Wednesday, September 28, 2011

Persaudaraan Di Atas Gerobak

Usianya hampir 50 tahun. Rambutnya sudah memutih. Gerobak berisi sebuah dipan itu didorongnya bersama seorang tetangga yang bertugas menarik gerobak dari depan. Entah sudah berapa kali mereka istirahat dan menyapu keringat. Jalan yang mereka lewati tidak selalu mulus dan datar, tapi beberapa kali menanjak dan menurun. Ini jelas butuh energi yang besar dan kesigapan agar gerobak tidak terjungkal.

Ini bukan pekerjaan ringan. Gerobak yang didorong berisi sebuah dipan yang cukup berat. Jalan yang dilalui tidak selalu rata, tapi kadang menanjak dan menurun dengan sudut kemiringan hampir 45 derajat. Jaraknya pun cukup jauh, sekitar 2 km. Untuk apa dia melakukan itu? Untuk kepentingan saya beserta istri dan anak-anak yang waktu itu sedang mengontrak sebuah kamar di daerah Pondokcina, Depok. Orang itu beserta istrinya tidak basa-basi dalam ber-ukhuwah. Mereka adalah P’Sukandar dan B’Fitri.

Cerita ini bermula ketika istri saya mengungkapkan masalah kami kepada teman-temannya dalam sebuah acara pengajian rutin di Depok. Masalah kami waktu itu adalah anak-anak kami yang sering batuk dan mengalami beberapa gejala flu lainnya karena kami hanya tidur di atas lantai kamar kontrakan beralaskan tikar dan beberapa kasur. Mungkin karena kasurnya tidak cukup tebal untuk menahan hawa dingin dari lantai. Kadangkala hidung mereka tersumbat begitu bangun dari tidur pada pagi harinya.
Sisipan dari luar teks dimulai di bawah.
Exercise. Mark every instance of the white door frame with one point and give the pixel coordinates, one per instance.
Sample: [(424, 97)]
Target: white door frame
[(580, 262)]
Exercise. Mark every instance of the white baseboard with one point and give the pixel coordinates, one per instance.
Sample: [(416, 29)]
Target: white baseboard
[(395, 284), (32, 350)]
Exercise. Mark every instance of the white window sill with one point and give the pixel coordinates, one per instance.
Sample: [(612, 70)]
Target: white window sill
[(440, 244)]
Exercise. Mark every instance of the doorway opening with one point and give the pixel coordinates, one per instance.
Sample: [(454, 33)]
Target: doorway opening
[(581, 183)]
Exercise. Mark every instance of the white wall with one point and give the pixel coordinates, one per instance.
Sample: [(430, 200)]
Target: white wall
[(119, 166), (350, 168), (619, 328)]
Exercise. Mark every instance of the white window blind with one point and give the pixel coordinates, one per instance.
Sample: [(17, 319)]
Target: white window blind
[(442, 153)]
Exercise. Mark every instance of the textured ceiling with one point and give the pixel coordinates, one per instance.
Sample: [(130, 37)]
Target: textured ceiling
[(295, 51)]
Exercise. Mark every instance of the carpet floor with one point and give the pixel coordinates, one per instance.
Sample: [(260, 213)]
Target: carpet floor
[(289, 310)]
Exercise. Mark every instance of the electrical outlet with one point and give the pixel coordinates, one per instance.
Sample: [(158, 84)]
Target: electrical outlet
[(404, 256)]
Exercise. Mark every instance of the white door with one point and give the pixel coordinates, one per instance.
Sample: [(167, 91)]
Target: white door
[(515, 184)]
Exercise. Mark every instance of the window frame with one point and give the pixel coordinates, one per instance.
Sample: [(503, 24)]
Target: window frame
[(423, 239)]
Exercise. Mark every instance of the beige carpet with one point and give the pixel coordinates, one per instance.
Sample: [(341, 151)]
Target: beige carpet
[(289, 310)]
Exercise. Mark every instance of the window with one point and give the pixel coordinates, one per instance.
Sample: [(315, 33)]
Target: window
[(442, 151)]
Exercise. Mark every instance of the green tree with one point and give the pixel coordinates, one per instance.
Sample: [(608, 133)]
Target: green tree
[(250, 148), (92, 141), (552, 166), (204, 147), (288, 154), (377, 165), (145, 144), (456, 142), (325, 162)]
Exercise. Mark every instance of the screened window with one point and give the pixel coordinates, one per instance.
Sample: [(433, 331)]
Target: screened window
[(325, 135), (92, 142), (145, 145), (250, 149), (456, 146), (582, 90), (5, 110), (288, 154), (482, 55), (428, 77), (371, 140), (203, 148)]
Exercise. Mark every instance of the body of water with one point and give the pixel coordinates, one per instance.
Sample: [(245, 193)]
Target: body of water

Salah seorang yang menyimak cerita istri saya tentang masalah ini dalam forum pengajian itu adalah B’Fitri, istri P’Sukandar.

Kepekaan B’Fitri terhadap masalah kami begitu tinggi. B’Fitri dan P’Sukandar yang sudah menganggap kami sebagai saudara langsung mencari solusi. Kebetulan salah satu kamar kost yang mereka persewakan belum berpenghuni (sedang kosong). Dipan dan kasurnya tidak terpakai. Maka muncullah inisiatif mereka untuk meminjamkan barang-barang tersebut pada kami.

Yang mereka lakukan bukan hanya meminjamkan kasur dan dipan, namun juga mengantarkannya ke kamar kontrakan kami dengan segala kesulitannya. P’Sukandarlah yang langsung mengantarkannya dengan menggunakan jasa pengangkutan gerobak milik tetangganya. Karena pemilik gerobak tidak kuat membawanya sendiri dan tidak punya teman untuk membantunya, maka P’Sukandar yang membantunya, dengan mendorong gerobak dari belakang. Cucuran keringat dan wajah letih nampak di wajah P’Sukandar setibanya ditempat kami. Ia sengaja tidak memberitahu kami perihal rencana mendorong gerobak itu sebelumnya.

P’Sukandar dan B’Fitri adalah dua dari sedikit orang di dunia ini yang mewujudkan rasa persaudaraan bukan melalui teori, tapi dengan praktik nyata. Semoga Allah senantiasa memberkahi keluarga mereka dan menghadiahkan “kasur” terbaik nanti di jannah-Nya, aamiin.